William Saroyan’s beautiful plays are well known worldwide and performed frequently. However, his novels have been somewhat forgotten and put aside for some time now. Most are out of print and difficult to come by. In fact, it is astounding that there were no reprints of his novels and short stories published internationally on the occasion of the centenary of his birth.

I chose to adapt “Papa You’re Crazy” for the stage in an attempt to help bring it to our attention once again. It is a very personal novel. Saroyan wrote it when his son Aram, to whom he has dedicated the work, was only 10 years old. But the novel could easily have been written by the latter many years later as a fully-grown man remembering his father. This specificity gives the work a prophetic value.

Although autobiographical in many ways, as it is recounting a certain period in Saroyan’s life, the novel is primarily a literary work of fiction and should be perceived as such.

That is the spirit in which I have adapted and staged it: as literature, and not a documentary on the Saroyans. It is the story of the relationship between a writer and his growing son; between any father and his son; a continuation of generations. It is about the passing of the torch of life, of personal character, of meaning and understanding, of a profession, and most of all of a passion.

It may be true to most of us that we end up becoming our parents as much as that may be what we attempt to avoid and run away from our entire lives. Those of us capable of accepting and embracing this reality are able to grab the best in their pedigree and adding to it their own, grow further.
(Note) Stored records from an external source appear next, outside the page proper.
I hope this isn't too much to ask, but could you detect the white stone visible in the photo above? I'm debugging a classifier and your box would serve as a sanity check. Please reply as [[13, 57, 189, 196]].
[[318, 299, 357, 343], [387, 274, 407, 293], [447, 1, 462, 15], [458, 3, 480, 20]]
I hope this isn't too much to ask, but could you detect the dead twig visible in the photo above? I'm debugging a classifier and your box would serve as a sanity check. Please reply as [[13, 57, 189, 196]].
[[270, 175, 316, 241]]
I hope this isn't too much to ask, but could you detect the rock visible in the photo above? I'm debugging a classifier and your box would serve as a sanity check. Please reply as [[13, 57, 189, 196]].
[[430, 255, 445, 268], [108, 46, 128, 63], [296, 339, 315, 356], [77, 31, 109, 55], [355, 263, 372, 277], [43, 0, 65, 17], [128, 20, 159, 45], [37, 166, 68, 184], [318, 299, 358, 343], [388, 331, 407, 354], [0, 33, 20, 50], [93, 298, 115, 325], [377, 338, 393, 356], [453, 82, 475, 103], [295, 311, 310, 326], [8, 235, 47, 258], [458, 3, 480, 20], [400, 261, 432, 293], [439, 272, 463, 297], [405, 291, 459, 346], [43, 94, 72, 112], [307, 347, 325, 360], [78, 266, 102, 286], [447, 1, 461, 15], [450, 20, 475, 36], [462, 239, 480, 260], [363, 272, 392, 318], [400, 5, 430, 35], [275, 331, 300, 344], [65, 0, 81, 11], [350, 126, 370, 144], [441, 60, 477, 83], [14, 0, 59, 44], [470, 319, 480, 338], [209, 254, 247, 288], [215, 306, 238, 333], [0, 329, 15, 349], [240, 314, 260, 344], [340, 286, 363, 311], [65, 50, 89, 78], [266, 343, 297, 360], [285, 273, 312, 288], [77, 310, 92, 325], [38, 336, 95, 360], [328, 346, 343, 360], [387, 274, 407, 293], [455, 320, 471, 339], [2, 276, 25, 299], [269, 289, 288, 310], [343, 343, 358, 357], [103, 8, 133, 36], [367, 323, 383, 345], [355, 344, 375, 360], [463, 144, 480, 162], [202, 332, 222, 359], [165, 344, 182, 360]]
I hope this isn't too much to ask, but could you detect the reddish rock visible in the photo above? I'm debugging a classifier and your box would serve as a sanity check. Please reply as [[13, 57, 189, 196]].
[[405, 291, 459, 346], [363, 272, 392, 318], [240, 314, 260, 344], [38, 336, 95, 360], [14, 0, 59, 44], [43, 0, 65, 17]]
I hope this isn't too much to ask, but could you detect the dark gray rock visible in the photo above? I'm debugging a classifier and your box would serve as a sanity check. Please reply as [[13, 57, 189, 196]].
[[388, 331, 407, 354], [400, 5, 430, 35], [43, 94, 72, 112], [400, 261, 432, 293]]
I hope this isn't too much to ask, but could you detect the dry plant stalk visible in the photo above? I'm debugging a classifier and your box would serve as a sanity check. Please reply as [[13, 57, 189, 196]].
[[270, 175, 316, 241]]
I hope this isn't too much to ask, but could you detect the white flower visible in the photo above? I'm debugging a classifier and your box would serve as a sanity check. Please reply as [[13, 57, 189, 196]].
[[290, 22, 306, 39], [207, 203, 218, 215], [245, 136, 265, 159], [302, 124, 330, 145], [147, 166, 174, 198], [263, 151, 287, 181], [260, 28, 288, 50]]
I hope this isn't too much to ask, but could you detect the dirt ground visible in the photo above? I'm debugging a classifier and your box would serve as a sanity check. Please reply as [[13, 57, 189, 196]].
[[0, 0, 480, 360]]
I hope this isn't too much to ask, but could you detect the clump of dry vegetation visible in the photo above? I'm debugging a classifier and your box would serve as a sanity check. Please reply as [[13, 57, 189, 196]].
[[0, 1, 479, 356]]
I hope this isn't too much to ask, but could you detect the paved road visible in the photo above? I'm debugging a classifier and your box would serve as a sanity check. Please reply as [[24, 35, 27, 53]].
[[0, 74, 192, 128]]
While those who struggle against it, end up wasting a lot of positive energy that could have been otherwise channeled much more productively. The same may hold true for all kinds of human belonging: cultural, ethnic, geographic and other–We are whom (and where) we come from–plus some!

I hope this beautiful work can help us understand better our “fathers” and ourselves. “Papa You’re Crazy” can be considered the best legacy William Saroyan could have left. I personally feel a special affinity with Saroyan and his work. Maybe it is partly because I share his birthday too: August 31!